Conforme enseña el Prof. Plinio Corrêa de Oliveira, “a veces Nuestra Señora permite los mayores sufrimientos y las mayores pruebas para aquellos a quienes Ella ama. Permite que haya una apariencia de derrota completa para aquellos a quienes Ella quiere hacerlos que venzan. Exige que aquellos a quienes Ella llama para tal recojan los fragmentos de las victorias, del edificio anterior que les queda en la mano, los guarden cuidadosamente y los transformen en semillas”.8

 

 

 

1 Construido en Noruega con madera de roble macizo y abeto del báltico, el Endurance era un buque rompehielos que disponía de un motor de vapor alimentado con carbón, una quilla de casi 44 metros de eslora y había sido diseñado para perdurar en condiciones extremas de clima polar.

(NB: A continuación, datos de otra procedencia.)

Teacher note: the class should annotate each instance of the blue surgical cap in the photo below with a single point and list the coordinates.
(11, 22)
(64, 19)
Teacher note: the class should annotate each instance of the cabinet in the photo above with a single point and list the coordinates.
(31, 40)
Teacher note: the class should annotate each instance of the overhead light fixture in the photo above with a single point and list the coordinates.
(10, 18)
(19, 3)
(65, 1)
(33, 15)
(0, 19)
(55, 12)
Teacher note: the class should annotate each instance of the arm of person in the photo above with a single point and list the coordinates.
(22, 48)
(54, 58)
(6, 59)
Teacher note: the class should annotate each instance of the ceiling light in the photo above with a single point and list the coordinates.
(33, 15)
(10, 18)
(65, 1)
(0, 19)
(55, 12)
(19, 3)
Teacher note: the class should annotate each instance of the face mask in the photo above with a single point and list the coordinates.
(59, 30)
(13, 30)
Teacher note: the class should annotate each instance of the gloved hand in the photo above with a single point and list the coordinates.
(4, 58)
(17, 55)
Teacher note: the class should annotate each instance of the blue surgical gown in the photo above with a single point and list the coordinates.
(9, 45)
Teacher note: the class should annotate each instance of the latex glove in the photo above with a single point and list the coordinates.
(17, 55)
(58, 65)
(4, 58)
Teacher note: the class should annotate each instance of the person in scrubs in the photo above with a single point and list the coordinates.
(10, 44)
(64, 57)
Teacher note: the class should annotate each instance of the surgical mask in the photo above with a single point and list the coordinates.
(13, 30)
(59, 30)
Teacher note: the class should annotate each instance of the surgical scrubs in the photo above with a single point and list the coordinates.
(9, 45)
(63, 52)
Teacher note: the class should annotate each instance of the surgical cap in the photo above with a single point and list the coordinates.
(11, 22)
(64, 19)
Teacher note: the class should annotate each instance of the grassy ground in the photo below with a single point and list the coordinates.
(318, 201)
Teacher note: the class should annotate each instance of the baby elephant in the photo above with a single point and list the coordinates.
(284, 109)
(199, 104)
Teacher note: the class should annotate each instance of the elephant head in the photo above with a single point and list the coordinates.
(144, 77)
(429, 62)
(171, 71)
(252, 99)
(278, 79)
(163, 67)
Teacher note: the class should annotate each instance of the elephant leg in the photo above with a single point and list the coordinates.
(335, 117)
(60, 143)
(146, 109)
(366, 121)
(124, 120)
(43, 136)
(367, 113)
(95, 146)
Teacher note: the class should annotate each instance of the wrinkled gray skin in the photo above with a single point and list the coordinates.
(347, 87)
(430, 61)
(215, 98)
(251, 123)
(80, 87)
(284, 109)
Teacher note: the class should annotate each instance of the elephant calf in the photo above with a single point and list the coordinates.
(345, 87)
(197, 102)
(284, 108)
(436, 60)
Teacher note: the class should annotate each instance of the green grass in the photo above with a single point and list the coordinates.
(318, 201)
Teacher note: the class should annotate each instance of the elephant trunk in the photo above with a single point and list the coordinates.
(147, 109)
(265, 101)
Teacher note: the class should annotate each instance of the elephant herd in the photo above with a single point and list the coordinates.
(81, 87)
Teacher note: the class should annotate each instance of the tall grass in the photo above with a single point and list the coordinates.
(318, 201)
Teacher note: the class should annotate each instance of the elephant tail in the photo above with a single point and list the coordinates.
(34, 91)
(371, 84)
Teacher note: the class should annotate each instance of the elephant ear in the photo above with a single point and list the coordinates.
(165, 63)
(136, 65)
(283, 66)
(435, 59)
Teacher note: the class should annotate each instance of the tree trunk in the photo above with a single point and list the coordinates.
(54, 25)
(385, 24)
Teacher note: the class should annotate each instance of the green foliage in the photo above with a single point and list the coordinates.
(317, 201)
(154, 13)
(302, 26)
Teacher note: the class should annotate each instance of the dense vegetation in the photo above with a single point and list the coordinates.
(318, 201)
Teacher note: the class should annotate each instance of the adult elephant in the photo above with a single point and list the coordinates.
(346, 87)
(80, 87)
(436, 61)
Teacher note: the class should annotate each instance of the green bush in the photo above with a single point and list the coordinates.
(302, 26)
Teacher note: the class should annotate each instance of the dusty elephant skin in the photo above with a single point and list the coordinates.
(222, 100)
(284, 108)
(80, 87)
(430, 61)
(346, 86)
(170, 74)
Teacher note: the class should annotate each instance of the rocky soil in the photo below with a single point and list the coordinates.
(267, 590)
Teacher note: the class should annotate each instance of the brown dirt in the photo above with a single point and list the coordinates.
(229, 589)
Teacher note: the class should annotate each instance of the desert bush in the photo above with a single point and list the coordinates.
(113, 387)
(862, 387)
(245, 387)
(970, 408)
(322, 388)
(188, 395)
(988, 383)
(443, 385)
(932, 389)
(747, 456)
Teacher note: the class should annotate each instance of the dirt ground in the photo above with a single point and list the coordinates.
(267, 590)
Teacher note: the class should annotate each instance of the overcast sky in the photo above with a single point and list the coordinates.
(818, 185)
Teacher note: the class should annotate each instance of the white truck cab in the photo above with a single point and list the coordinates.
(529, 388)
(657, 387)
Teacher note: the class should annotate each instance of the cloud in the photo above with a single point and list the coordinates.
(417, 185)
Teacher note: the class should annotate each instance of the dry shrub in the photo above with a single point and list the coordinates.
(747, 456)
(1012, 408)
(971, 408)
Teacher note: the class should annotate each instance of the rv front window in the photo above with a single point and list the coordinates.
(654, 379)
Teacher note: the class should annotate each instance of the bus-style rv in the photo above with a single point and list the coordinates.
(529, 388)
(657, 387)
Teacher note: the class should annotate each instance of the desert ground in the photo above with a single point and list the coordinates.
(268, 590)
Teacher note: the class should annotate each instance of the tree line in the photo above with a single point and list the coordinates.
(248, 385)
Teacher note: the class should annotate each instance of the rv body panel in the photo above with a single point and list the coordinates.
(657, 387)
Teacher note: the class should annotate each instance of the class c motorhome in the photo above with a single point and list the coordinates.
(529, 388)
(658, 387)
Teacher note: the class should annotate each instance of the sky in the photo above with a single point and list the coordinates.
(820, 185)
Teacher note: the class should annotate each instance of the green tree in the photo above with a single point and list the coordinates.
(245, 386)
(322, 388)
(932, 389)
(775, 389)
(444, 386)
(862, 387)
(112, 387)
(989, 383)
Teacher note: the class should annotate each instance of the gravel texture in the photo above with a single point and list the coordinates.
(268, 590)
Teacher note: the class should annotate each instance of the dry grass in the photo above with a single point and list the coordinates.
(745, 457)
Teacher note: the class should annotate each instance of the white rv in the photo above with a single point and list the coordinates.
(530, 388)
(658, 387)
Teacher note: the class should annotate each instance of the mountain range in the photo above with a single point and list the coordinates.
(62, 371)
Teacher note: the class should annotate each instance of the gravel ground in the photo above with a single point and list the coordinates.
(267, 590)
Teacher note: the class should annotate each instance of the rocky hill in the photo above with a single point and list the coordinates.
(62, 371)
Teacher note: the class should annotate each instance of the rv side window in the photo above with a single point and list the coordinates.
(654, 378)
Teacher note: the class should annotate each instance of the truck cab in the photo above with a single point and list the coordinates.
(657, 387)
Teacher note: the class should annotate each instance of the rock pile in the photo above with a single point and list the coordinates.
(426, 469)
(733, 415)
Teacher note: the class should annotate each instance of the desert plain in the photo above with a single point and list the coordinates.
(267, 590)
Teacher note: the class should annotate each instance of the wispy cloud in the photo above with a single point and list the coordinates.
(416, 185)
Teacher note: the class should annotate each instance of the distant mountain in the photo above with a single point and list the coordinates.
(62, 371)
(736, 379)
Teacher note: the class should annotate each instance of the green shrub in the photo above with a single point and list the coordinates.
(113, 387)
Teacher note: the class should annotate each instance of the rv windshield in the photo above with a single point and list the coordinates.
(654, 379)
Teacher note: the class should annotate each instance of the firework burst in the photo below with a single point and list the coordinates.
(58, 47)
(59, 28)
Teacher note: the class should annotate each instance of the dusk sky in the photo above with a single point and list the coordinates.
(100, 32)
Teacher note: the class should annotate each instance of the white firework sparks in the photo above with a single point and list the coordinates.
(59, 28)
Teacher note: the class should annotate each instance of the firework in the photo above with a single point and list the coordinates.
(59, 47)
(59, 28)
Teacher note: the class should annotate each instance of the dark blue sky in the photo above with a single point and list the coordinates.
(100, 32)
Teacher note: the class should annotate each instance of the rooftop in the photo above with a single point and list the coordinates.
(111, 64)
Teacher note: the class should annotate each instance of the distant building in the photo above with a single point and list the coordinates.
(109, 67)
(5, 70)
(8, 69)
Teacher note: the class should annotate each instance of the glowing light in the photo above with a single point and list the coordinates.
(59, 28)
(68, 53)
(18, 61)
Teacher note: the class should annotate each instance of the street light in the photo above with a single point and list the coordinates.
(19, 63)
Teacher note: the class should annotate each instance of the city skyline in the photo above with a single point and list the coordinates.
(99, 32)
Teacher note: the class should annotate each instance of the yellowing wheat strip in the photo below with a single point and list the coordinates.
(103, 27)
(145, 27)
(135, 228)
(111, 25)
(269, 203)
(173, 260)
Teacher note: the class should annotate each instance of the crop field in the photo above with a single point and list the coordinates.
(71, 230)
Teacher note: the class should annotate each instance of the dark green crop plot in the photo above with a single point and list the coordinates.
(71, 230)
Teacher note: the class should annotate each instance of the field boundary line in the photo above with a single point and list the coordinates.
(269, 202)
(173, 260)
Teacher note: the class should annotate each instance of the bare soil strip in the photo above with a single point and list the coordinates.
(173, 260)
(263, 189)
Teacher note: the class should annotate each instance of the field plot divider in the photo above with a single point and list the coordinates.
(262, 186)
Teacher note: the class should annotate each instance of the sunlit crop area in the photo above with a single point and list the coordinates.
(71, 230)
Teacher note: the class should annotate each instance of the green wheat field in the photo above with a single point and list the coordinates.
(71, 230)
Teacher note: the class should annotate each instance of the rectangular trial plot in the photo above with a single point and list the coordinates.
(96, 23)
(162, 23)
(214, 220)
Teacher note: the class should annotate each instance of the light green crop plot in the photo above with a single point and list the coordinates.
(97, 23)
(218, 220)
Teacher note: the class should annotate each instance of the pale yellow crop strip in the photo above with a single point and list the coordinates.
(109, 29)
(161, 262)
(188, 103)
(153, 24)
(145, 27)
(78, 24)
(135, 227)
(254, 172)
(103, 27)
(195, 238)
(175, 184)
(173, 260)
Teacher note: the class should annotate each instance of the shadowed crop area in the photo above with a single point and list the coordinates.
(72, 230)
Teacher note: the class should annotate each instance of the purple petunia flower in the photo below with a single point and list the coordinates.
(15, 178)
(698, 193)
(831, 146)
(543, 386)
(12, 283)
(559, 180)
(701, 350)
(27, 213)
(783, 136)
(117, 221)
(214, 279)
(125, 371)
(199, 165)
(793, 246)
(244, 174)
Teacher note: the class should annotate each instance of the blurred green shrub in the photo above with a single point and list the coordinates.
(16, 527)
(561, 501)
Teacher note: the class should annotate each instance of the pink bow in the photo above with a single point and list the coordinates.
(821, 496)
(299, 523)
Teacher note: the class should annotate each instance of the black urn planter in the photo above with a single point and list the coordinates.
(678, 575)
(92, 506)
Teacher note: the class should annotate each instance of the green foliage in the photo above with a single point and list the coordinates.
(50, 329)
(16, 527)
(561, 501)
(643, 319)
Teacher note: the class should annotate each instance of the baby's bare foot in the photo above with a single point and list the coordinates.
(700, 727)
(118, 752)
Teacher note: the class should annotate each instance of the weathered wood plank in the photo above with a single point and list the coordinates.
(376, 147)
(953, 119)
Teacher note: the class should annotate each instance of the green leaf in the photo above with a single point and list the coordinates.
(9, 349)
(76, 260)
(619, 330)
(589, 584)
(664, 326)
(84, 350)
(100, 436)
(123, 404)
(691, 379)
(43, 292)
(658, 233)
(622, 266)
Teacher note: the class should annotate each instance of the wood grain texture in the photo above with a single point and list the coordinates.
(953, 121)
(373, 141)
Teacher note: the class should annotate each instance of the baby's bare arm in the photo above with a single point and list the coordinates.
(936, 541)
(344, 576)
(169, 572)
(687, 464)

2 ALEXANDER, Caroline. Endurance: a lendária expedição de Shackleton à Antártida. São Paulo: Companhia das Letras, 1999, p. 61.

3 Ídem, p. 141.

4 Ídem, p. 143.

5 Ídem, p. 172.

6 Ídem, ibídem.

7 SHACKLETON, Ernest Henry. South! The Story of Shackleton’s Last Expedition 1914-1917. Bremen: Salzwasser, 2010, p. 173.

8 CORRÊA DE OLIVEIRA, Plinio. Conferencia. São Paulo, 7/7/1973.